Multilevel Linear Models
Sometimes data is hierarchical instead of at a single level. This means that some variables are clustered or nested within other variables (i.e. some of our other analysis may be oversimplification). Let’s use this example data set:
- Level 1 variable - Say we have a lot of children (this is the lowest level of the hierarchy)
- Level 2 variable - Say these students are organized by classrooms (this means children are nested within classes)
+ Note: We can have additional levels (e.g. level 3 variable is the school of that classroom, level 4 is the school in that school district)
- The idea is that children at different layers (say within the same classroom or the same school) are more similar to each other.

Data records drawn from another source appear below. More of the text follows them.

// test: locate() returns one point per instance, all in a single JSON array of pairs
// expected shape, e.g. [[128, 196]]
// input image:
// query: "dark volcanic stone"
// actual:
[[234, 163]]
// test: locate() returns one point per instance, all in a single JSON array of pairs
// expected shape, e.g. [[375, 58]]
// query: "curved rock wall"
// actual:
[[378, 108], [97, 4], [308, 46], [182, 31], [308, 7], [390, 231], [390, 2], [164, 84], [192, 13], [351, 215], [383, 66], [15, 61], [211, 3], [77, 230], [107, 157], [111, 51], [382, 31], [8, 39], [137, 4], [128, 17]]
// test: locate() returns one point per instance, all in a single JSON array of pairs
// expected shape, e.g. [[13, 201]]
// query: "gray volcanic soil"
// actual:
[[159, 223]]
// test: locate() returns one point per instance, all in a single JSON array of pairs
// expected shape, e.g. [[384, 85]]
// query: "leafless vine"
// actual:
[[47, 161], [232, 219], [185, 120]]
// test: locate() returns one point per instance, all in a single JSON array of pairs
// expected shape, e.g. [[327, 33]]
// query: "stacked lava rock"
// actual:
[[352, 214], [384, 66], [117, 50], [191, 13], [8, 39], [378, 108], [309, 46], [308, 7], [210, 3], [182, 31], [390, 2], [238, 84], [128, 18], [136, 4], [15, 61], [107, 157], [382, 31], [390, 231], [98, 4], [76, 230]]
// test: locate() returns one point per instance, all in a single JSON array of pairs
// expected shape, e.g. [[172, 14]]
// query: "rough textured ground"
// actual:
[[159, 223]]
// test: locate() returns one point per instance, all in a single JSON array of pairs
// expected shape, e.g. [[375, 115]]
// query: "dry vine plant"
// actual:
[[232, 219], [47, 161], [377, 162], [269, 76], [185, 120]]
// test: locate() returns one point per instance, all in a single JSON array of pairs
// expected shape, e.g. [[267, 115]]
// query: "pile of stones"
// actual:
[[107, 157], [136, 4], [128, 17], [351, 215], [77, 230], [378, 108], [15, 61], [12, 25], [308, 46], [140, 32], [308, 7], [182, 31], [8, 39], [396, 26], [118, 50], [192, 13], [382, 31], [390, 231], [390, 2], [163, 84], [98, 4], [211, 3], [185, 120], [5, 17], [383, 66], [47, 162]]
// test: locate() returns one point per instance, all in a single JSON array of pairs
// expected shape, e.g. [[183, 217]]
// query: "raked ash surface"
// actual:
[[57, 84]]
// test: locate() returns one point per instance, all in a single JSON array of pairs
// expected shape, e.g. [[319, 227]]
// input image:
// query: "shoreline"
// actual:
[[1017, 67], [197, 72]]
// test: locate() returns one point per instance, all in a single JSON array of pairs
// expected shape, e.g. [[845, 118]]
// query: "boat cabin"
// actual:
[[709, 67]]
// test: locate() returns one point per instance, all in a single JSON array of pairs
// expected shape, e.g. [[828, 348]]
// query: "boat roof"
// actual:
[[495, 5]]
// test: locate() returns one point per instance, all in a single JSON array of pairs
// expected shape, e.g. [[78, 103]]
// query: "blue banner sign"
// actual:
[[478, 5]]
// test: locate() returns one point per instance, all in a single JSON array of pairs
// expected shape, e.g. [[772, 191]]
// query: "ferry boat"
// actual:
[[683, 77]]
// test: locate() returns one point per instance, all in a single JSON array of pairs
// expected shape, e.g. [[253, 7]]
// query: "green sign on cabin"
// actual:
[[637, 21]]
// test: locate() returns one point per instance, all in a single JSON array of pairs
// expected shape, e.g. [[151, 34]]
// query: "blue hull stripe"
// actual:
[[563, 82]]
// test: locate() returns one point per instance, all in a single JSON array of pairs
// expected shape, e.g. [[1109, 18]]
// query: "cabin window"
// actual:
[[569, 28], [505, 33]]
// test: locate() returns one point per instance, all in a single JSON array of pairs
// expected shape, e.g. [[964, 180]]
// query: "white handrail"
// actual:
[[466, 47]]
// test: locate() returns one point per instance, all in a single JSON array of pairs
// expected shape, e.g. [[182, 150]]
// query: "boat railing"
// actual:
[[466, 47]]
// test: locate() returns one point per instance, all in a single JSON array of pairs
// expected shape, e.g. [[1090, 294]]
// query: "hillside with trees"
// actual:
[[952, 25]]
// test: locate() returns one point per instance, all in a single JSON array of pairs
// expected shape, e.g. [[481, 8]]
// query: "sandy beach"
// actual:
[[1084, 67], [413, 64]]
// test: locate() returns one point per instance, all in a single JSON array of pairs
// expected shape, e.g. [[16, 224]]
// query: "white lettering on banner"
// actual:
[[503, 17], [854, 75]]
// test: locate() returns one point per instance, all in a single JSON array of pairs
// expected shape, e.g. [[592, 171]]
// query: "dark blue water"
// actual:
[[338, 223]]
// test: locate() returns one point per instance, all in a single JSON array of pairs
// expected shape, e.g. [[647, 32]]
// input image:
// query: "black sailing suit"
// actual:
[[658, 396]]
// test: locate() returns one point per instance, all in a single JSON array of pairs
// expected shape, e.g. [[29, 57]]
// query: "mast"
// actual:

This means that each case is not entirely independent. To solve for this, we use intraclass correlation (ICC), which represents the proportion of the total variability in the outcome that is attributable to the child’s classroom. This means that if the classroom had a huge effect on the children, then the ICC will be small. Howerver, if the classroom had little effect on the children, then the ICC will be large. Simply, ICC says if this hierarchical grouping had an effect on the outcome.
- So why use a multilevel linear model? The benefits include:
- We don’t have to assume that the relationship between our covariate and our outcome is the same across the different groups that make up our predictor variable.
- We don’t need to make the assumption of independence.
- It’s okay to have missing data. You don’t have to correct and impute for missing data.